Note that we recently investigated the possibility of chalcogen binding formed by the O atom in the OF2 molecule with 12 Lewis bases [86]. In this study, we discussed the characteristic features of chalcogen bonds based mainly on the geometric, energetic, and charge density properties. However, in the current study, we provided our perspective on a wide range of molecular scenarios, showing the nature and extent to which the local maximum of the electrostatic surface potential (associated with the s-hole) on the surface of the bound oxygen can be tuned. We also showed that the maxima of the electrostatic potential on the O atom responsible for the formation of chalcogen bonds in the complexes explored did not correlate with the binding energy and thus V cannot be universally regarded as a measure of chalcogen bond strength as previously demonstrated for halogen-bonded systems. In addition, the results of the adopted NBO approach, along with the electronic (viz. dipole moment and polarizability) and vibrational property changes, which accompany the formation of chalcogen-bonded complexes provided an important insight into the origin of such interactions.
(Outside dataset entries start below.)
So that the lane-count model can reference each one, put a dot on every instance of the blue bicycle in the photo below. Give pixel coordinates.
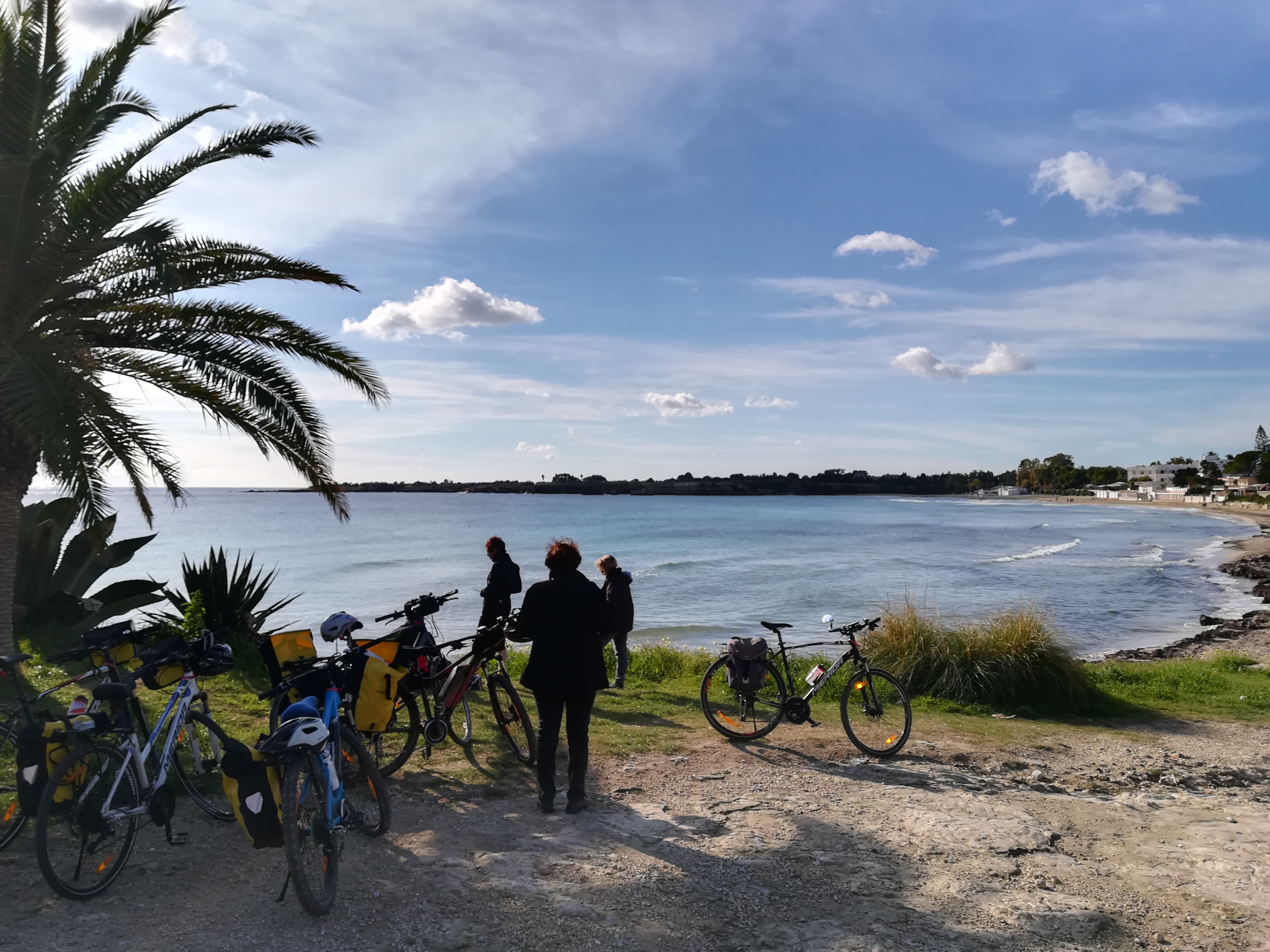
(329, 784)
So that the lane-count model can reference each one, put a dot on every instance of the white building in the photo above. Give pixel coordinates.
(1157, 475)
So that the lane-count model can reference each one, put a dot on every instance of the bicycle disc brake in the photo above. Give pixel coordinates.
(162, 808)
(798, 711)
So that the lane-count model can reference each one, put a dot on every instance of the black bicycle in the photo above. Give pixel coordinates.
(875, 710)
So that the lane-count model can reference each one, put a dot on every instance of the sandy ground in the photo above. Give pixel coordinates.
(1062, 839)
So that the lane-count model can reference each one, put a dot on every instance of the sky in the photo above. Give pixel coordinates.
(644, 239)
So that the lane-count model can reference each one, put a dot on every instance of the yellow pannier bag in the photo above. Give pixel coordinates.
(374, 683)
(124, 655)
(282, 653)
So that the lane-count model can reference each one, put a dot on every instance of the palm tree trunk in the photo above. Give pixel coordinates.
(14, 481)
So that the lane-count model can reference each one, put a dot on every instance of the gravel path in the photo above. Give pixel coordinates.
(1076, 839)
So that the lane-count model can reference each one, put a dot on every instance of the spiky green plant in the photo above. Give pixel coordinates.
(94, 289)
(229, 598)
(52, 606)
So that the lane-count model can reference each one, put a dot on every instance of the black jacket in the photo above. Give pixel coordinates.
(564, 617)
(503, 582)
(620, 616)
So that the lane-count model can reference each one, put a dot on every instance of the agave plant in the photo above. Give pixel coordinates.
(96, 287)
(230, 597)
(52, 607)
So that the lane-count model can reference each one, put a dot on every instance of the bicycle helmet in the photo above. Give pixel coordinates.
(216, 659)
(298, 735)
(338, 626)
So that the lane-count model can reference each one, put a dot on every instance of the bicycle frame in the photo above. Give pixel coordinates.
(178, 705)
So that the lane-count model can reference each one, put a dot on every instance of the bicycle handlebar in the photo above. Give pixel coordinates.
(440, 599)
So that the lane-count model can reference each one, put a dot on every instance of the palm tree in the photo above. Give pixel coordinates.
(93, 289)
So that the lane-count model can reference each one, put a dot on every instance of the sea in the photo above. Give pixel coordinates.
(707, 568)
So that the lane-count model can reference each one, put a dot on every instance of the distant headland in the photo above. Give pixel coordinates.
(831, 483)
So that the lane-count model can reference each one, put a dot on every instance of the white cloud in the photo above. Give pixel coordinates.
(1168, 119)
(775, 403)
(1001, 360)
(863, 299)
(1090, 181)
(915, 254)
(442, 309)
(686, 405)
(547, 451)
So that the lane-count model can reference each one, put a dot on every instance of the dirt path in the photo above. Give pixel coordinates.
(1077, 839)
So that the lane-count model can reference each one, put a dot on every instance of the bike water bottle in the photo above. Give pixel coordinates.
(329, 759)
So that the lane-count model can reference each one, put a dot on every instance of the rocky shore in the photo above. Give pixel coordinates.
(1249, 635)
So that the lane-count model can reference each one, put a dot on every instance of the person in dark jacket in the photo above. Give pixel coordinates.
(564, 617)
(619, 612)
(503, 582)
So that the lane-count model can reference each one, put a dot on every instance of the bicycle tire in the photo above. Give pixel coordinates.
(514, 720)
(392, 748)
(305, 838)
(209, 793)
(714, 699)
(465, 739)
(60, 823)
(364, 785)
(13, 818)
(869, 710)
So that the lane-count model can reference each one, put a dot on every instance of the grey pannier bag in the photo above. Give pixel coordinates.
(747, 664)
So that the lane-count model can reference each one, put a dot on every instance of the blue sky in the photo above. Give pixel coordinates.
(601, 238)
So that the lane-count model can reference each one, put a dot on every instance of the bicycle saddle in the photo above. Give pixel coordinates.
(11, 663)
(112, 691)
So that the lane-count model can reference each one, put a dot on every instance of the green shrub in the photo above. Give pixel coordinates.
(1011, 659)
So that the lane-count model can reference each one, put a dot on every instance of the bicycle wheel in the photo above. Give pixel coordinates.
(365, 791)
(875, 713)
(462, 724)
(197, 763)
(742, 716)
(393, 747)
(312, 847)
(514, 720)
(82, 850)
(12, 817)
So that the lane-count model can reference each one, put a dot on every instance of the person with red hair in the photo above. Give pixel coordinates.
(564, 619)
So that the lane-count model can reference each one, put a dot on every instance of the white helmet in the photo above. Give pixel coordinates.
(298, 734)
(338, 626)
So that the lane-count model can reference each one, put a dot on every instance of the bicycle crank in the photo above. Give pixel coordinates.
(798, 710)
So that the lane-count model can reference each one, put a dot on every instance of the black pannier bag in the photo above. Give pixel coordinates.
(40, 748)
(254, 793)
(747, 664)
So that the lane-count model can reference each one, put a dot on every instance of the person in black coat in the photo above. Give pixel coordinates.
(619, 612)
(503, 582)
(564, 617)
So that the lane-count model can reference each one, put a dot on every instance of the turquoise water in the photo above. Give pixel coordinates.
(707, 568)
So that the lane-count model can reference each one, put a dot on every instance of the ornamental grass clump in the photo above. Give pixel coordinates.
(1010, 659)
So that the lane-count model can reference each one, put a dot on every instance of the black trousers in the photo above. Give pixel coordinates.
(575, 710)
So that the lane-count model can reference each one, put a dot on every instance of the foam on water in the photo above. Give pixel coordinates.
(1039, 551)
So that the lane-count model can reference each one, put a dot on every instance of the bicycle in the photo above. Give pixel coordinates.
(100, 641)
(874, 708)
(322, 789)
(432, 679)
(96, 799)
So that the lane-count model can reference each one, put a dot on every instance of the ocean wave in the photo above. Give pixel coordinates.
(1038, 551)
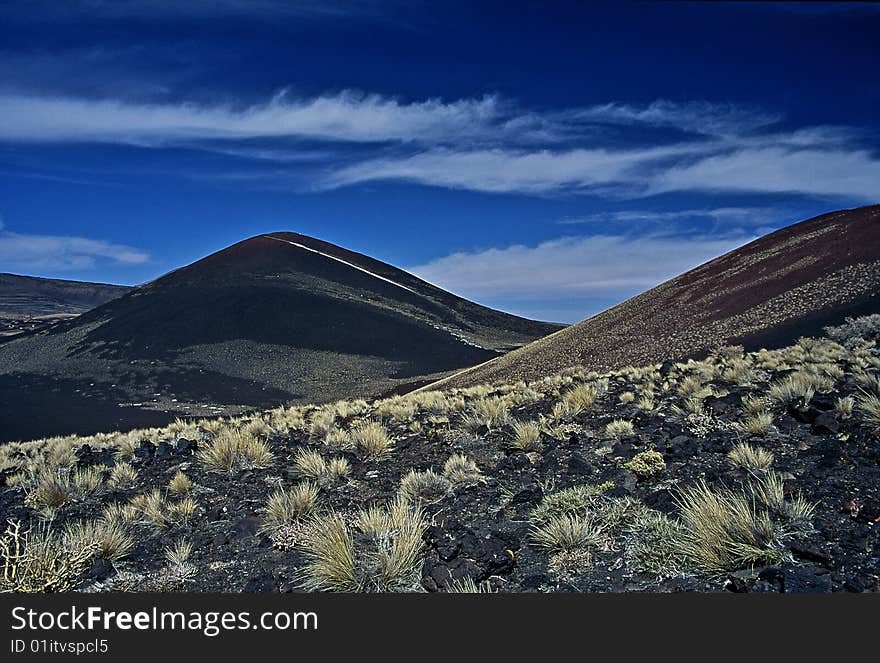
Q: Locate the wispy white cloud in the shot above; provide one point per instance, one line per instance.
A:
(485, 144)
(740, 215)
(560, 272)
(765, 166)
(699, 117)
(541, 172)
(27, 252)
(852, 173)
(346, 116)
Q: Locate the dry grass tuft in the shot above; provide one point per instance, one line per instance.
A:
(747, 457)
(380, 552)
(373, 440)
(288, 505)
(619, 428)
(646, 464)
(180, 484)
(424, 487)
(526, 436)
(461, 470)
(234, 449)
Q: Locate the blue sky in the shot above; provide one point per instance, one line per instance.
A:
(543, 158)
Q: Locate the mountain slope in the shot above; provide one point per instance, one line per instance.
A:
(276, 318)
(782, 286)
(28, 303)
(24, 296)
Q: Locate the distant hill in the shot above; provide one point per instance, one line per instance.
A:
(784, 285)
(29, 296)
(276, 318)
(28, 303)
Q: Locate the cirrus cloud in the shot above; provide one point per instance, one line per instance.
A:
(569, 278)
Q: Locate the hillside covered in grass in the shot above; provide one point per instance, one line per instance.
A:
(743, 471)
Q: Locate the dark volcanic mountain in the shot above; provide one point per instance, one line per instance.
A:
(768, 293)
(28, 302)
(276, 318)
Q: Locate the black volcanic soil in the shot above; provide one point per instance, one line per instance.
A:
(788, 284)
(481, 531)
(261, 323)
(29, 296)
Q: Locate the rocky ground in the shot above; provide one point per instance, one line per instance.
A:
(483, 530)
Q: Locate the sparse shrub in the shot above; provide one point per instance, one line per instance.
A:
(566, 533)
(759, 424)
(88, 480)
(492, 412)
(794, 390)
(646, 404)
(336, 438)
(338, 468)
(461, 470)
(526, 436)
(321, 422)
(233, 449)
(843, 407)
(123, 476)
(650, 544)
(180, 484)
(619, 428)
(754, 405)
(690, 385)
(180, 512)
(52, 489)
(868, 406)
(179, 569)
(381, 552)
(35, 561)
(108, 539)
(725, 530)
(646, 463)
(310, 464)
(468, 586)
(855, 331)
(179, 553)
(580, 399)
(287, 505)
(373, 440)
(750, 458)
(424, 487)
(574, 501)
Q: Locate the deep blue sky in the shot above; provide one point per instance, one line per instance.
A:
(544, 158)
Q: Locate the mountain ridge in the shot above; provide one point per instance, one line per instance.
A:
(786, 284)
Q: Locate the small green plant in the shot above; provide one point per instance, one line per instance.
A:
(288, 505)
(526, 436)
(380, 552)
(750, 458)
(619, 428)
(180, 484)
(108, 539)
(646, 464)
(868, 406)
(373, 440)
(566, 533)
(233, 449)
(123, 476)
(758, 424)
(36, 561)
(425, 487)
(461, 470)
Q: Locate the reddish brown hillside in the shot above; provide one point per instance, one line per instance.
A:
(787, 284)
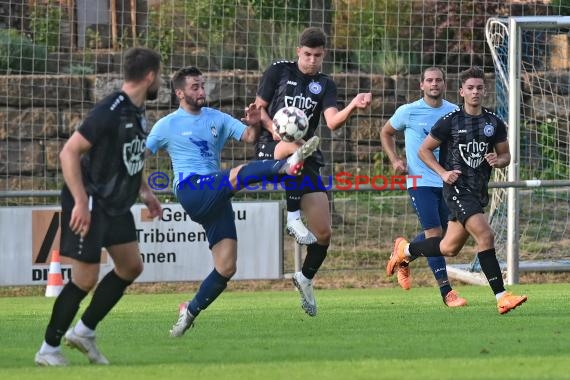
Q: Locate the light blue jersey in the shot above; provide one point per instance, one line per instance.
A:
(194, 142)
(416, 120)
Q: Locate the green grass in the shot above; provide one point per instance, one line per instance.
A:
(358, 334)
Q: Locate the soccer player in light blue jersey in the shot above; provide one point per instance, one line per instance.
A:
(194, 136)
(416, 120)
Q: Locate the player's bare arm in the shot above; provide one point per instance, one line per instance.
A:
(70, 158)
(427, 156)
(335, 118)
(388, 141)
(501, 157)
(266, 121)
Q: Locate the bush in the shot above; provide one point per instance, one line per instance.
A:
(19, 55)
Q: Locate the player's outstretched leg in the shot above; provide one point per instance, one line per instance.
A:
(302, 235)
(398, 256)
(305, 288)
(85, 344)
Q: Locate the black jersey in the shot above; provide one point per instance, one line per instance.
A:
(284, 85)
(465, 139)
(112, 168)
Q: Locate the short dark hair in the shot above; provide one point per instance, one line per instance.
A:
(473, 72)
(179, 77)
(432, 68)
(138, 62)
(313, 37)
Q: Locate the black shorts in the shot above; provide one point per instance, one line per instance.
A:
(105, 231)
(209, 203)
(462, 203)
(310, 180)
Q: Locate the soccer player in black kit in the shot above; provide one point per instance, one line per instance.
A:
(301, 84)
(102, 165)
(472, 141)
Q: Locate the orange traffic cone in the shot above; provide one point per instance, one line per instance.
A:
(55, 279)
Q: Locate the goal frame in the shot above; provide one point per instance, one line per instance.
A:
(511, 79)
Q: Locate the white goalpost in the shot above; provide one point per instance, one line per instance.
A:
(531, 57)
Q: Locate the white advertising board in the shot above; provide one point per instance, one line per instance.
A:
(173, 247)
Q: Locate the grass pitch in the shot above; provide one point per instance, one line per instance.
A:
(358, 334)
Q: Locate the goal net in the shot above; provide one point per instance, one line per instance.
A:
(532, 67)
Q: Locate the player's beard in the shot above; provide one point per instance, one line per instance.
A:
(438, 96)
(194, 103)
(152, 94)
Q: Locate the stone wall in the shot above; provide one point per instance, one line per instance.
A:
(38, 114)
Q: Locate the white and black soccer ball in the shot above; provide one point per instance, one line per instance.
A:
(290, 123)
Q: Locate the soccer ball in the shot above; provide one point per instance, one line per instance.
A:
(290, 123)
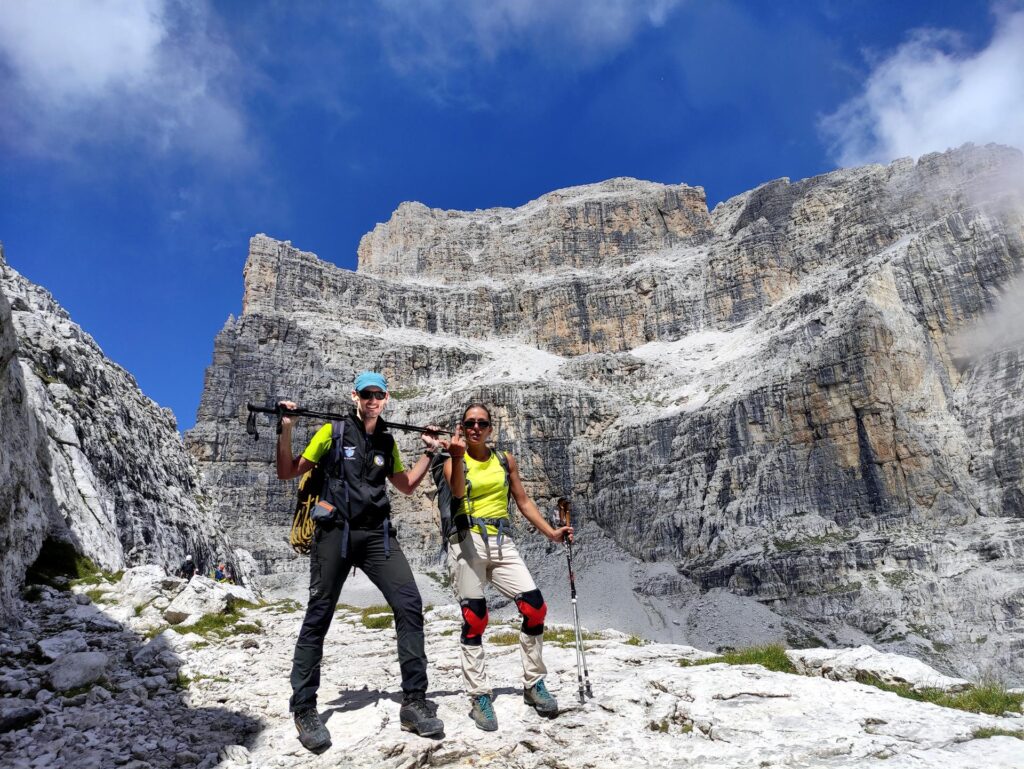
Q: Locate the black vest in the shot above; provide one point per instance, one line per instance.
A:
(364, 464)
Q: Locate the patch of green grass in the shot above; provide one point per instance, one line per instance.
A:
(407, 393)
(989, 696)
(896, 579)
(993, 732)
(225, 624)
(833, 538)
(377, 617)
(181, 681)
(566, 636)
(286, 606)
(771, 656)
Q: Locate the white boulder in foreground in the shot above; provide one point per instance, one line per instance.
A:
(173, 702)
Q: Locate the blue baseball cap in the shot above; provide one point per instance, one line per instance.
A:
(370, 379)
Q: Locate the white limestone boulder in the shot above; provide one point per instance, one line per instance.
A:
(64, 643)
(846, 665)
(77, 670)
(204, 596)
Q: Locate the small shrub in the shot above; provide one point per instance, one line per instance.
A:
(506, 638)
(993, 732)
(989, 696)
(377, 617)
(771, 656)
(225, 624)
We further add that Scilabra et al. [28] have only recently reviewed the importance of the chalcogen bond in crystalline solids, wherein it was briefly speculated that the oxygen atom can nevertheless elicit electrophilicity and hence could form close contacts with nucleophiles. In particular, it was suggested that the crystal of (S,S)-(−)-2-methylsulfonyl-3-(2-chloro-5-nitrophenyl)oxaziridine [87] is driven by the Cl⋯O chalcogen bond and the crystal of Guanidinium 5-nitro(1,2,5)oxadiazolo(3,4-e)(2,1,3)benzoxadiazole-4-olate3,8-dioxide [88] is driven by the O⋯O chalcogen bond. While Scilabra et al. [28] have stressed the presence of O-centered chalcogen bonding in both the crystal systems, such a view might be misleading, since the anion moiety in the latter crystal is stabilized by the guanidinium cation.